Alors que le soulèvement en Iran entre dans sa quatrième semaine, les spéculations sur son avenir vont bon train.

Les participants insistent sur le fait qu’ils sont sur la voie de la victoire, en obtenant un changement de régime. Ils citent plusieurs raisons.

Pour commencer, c’est la première fois qu’un soulèvement national ne porte pas sur un grief particulier qui pourrait être rectifié par le régime ; ce qui est en jeu, c’est le rejet total d’un système.

Ensuite, il y a le fait que le régime n’a pas été en mesure de reprendre le contrôle de l’espace public avec la rapidité et l’efficacité avec lesquelles il l’a fait à d’autres occasions depuis 1979.

Les adversaires du soulèvement, les apologistes du régime ou ceux qui s’inquiètent de la désintégration socio-politique, estiment que si le rejet massif du régime par tant d’Iraniens, sinon la majorité, ne peut que lui causer des dommages permanents, un changement de régime pur et simple n’est pas encore dans les cartes.

Pour étayer leur analyse, ils proposent eux aussi des arguments.

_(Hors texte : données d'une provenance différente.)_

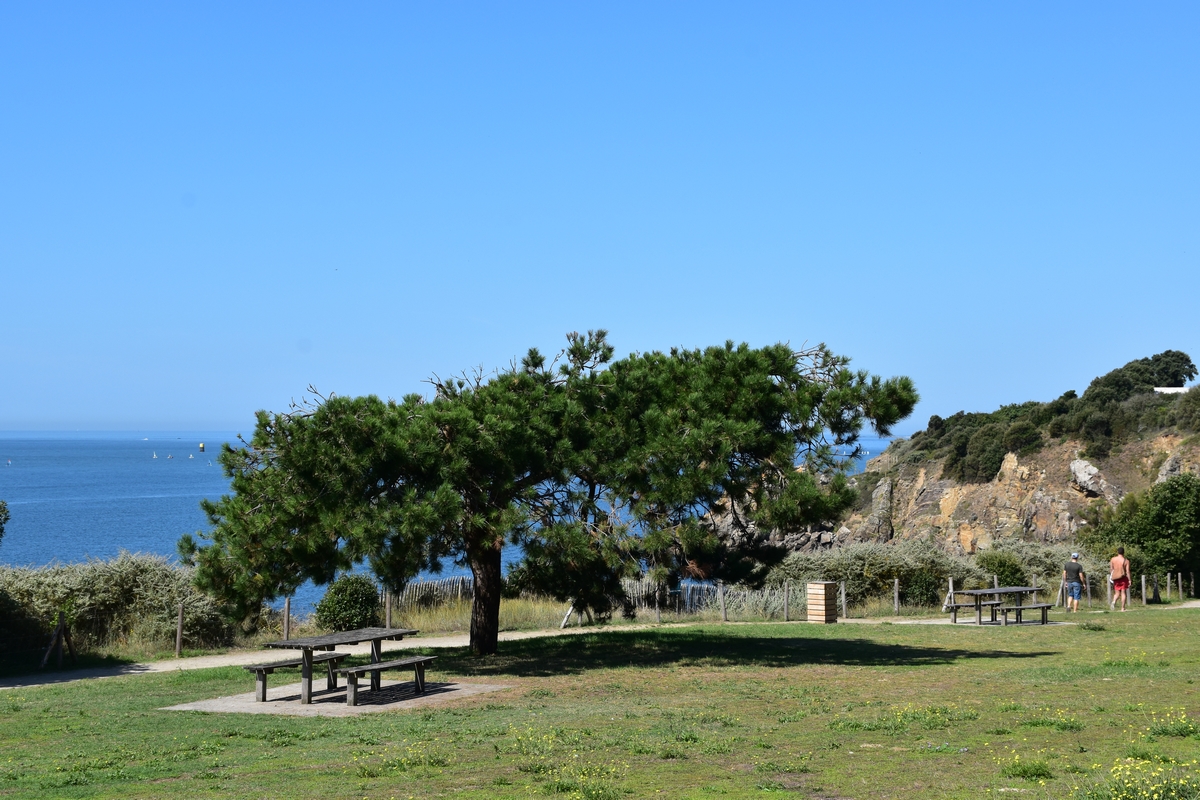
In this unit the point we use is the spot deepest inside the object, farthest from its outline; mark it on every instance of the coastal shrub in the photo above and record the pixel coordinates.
(133, 597)
(1117, 405)
(1005, 565)
(869, 570)
(1161, 529)
(351, 602)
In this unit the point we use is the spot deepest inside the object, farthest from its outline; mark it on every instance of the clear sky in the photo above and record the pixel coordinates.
(205, 208)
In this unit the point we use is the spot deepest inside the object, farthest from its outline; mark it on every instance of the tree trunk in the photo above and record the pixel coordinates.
(485, 608)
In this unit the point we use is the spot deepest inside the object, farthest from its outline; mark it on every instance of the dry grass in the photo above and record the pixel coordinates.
(454, 615)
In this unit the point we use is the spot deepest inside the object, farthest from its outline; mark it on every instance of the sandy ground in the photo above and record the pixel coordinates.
(457, 641)
(391, 696)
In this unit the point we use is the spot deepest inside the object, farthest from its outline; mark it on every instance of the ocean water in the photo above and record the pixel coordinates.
(79, 495)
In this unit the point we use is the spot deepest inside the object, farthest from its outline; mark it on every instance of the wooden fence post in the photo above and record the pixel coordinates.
(179, 632)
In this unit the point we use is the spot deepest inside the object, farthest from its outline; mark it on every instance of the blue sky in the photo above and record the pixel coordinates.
(205, 209)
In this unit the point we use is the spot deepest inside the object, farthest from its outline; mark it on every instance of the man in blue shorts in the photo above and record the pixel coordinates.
(1073, 576)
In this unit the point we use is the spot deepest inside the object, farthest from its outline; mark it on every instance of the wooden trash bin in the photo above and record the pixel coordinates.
(823, 601)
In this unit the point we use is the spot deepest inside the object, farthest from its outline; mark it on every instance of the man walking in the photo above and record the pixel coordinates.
(1119, 570)
(1073, 576)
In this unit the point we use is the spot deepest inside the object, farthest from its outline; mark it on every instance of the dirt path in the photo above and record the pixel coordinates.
(243, 657)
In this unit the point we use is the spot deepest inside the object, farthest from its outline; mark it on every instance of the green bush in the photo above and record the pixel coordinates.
(1006, 566)
(1116, 407)
(351, 602)
(869, 570)
(131, 597)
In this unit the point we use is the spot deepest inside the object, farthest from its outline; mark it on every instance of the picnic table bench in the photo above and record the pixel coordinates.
(978, 603)
(352, 674)
(1044, 607)
(262, 671)
(954, 608)
(307, 645)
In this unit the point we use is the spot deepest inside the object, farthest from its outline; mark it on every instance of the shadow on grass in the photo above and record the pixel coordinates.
(25, 669)
(576, 654)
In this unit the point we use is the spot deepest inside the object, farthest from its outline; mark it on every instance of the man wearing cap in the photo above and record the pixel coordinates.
(1073, 576)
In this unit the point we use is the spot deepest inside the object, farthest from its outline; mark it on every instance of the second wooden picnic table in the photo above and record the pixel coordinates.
(979, 594)
(376, 636)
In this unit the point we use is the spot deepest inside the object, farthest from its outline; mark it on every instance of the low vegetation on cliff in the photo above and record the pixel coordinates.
(1115, 408)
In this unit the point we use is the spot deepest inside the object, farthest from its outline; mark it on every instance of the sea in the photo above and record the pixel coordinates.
(78, 495)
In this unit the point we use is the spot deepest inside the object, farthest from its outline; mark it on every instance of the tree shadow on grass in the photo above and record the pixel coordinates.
(576, 654)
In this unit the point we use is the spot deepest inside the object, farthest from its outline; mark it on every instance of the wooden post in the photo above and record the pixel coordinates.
(306, 677)
(179, 632)
(822, 603)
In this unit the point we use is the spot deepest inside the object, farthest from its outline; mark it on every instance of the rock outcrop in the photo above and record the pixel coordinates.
(1039, 498)
(1087, 479)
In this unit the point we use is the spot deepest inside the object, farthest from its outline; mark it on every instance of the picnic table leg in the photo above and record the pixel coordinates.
(419, 678)
(306, 677)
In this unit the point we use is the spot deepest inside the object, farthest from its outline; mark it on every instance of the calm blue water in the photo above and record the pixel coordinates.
(79, 495)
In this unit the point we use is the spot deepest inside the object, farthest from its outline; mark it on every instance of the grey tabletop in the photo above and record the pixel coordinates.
(999, 590)
(343, 637)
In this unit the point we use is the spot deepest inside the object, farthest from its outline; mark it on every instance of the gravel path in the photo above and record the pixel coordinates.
(241, 657)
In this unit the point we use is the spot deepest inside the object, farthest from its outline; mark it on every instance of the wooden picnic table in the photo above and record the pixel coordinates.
(376, 636)
(979, 594)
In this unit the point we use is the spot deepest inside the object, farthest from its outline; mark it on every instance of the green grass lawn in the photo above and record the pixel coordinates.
(699, 711)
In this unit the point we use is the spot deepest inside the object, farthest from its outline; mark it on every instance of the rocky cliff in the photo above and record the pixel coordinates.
(1039, 498)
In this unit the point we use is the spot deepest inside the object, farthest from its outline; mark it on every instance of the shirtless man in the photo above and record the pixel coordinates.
(1120, 572)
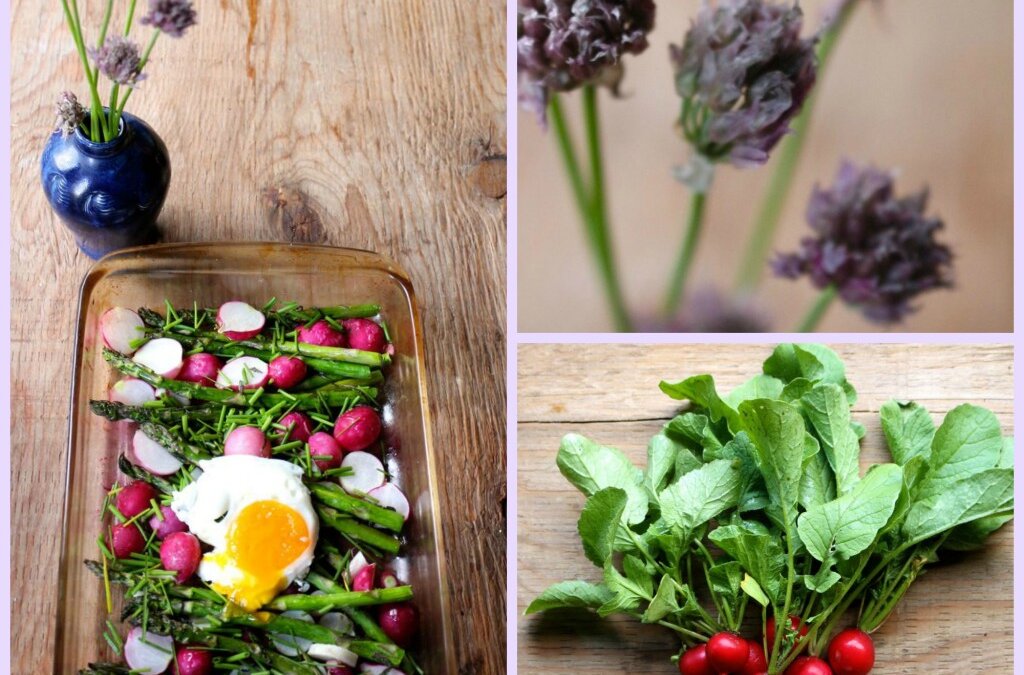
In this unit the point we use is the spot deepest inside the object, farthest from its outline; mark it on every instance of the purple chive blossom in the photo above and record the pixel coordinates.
(743, 73)
(170, 16)
(878, 250)
(564, 44)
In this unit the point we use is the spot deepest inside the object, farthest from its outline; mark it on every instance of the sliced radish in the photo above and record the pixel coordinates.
(239, 321)
(368, 473)
(162, 355)
(147, 654)
(121, 327)
(152, 456)
(390, 497)
(243, 373)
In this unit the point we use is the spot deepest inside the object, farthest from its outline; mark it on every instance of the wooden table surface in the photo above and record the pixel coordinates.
(956, 619)
(375, 125)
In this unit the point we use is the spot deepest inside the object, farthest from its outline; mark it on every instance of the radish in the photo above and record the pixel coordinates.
(147, 654)
(390, 497)
(152, 456)
(239, 321)
(201, 369)
(368, 472)
(357, 428)
(286, 372)
(162, 355)
(131, 391)
(247, 440)
(120, 328)
(180, 552)
(243, 373)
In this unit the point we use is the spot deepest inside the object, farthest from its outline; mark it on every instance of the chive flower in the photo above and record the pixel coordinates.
(879, 251)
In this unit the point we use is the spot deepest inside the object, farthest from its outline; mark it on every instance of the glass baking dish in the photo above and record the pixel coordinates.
(211, 273)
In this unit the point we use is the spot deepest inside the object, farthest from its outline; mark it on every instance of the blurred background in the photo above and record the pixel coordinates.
(922, 87)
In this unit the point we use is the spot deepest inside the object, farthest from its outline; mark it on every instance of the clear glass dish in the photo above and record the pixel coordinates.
(211, 273)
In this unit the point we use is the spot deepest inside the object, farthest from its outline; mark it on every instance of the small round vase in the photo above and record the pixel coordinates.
(108, 194)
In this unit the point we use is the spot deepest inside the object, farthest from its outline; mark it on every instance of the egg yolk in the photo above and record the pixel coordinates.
(262, 541)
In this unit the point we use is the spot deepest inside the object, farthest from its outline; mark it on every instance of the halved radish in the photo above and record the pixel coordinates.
(121, 327)
(162, 355)
(243, 373)
(239, 321)
(147, 654)
(368, 472)
(390, 497)
(152, 456)
(132, 391)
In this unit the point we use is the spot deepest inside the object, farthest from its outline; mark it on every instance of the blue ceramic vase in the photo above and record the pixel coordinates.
(108, 194)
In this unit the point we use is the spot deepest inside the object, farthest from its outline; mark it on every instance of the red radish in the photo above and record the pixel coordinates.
(357, 428)
(325, 450)
(169, 524)
(162, 355)
(134, 498)
(147, 654)
(368, 473)
(399, 622)
(121, 327)
(239, 321)
(321, 333)
(286, 372)
(180, 552)
(851, 652)
(201, 369)
(390, 497)
(131, 391)
(243, 373)
(126, 539)
(247, 440)
(152, 456)
(365, 334)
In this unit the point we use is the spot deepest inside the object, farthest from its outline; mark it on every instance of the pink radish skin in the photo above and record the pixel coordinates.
(147, 654)
(120, 327)
(286, 372)
(201, 369)
(357, 428)
(239, 321)
(134, 498)
(162, 355)
(168, 525)
(321, 333)
(180, 552)
(247, 440)
(325, 451)
(365, 334)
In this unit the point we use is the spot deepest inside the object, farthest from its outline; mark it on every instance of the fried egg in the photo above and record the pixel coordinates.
(257, 515)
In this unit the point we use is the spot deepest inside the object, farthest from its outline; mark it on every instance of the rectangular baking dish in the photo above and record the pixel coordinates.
(212, 273)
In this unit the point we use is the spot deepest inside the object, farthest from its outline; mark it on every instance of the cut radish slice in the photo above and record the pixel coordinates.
(152, 456)
(239, 321)
(120, 328)
(131, 391)
(243, 373)
(368, 472)
(147, 652)
(390, 497)
(162, 355)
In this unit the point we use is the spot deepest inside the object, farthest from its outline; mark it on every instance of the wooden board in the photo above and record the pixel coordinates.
(375, 125)
(956, 619)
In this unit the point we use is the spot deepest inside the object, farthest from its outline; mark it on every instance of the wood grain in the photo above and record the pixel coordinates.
(956, 619)
(376, 125)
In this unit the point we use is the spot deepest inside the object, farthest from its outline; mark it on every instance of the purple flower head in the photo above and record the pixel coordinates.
(878, 250)
(170, 16)
(743, 73)
(564, 44)
(119, 59)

Pour commencer, malgré les pertes de sa base de soutien, tant dans les couches les plus aisées que dans la masse des pauvres, le régime parvient toujours à tenter les partisans restants avec un mélange de pots-de-vin, sous la forme d’augmentations de salaires dans le secteur public, privé salaires, pensions et subventions du secteur.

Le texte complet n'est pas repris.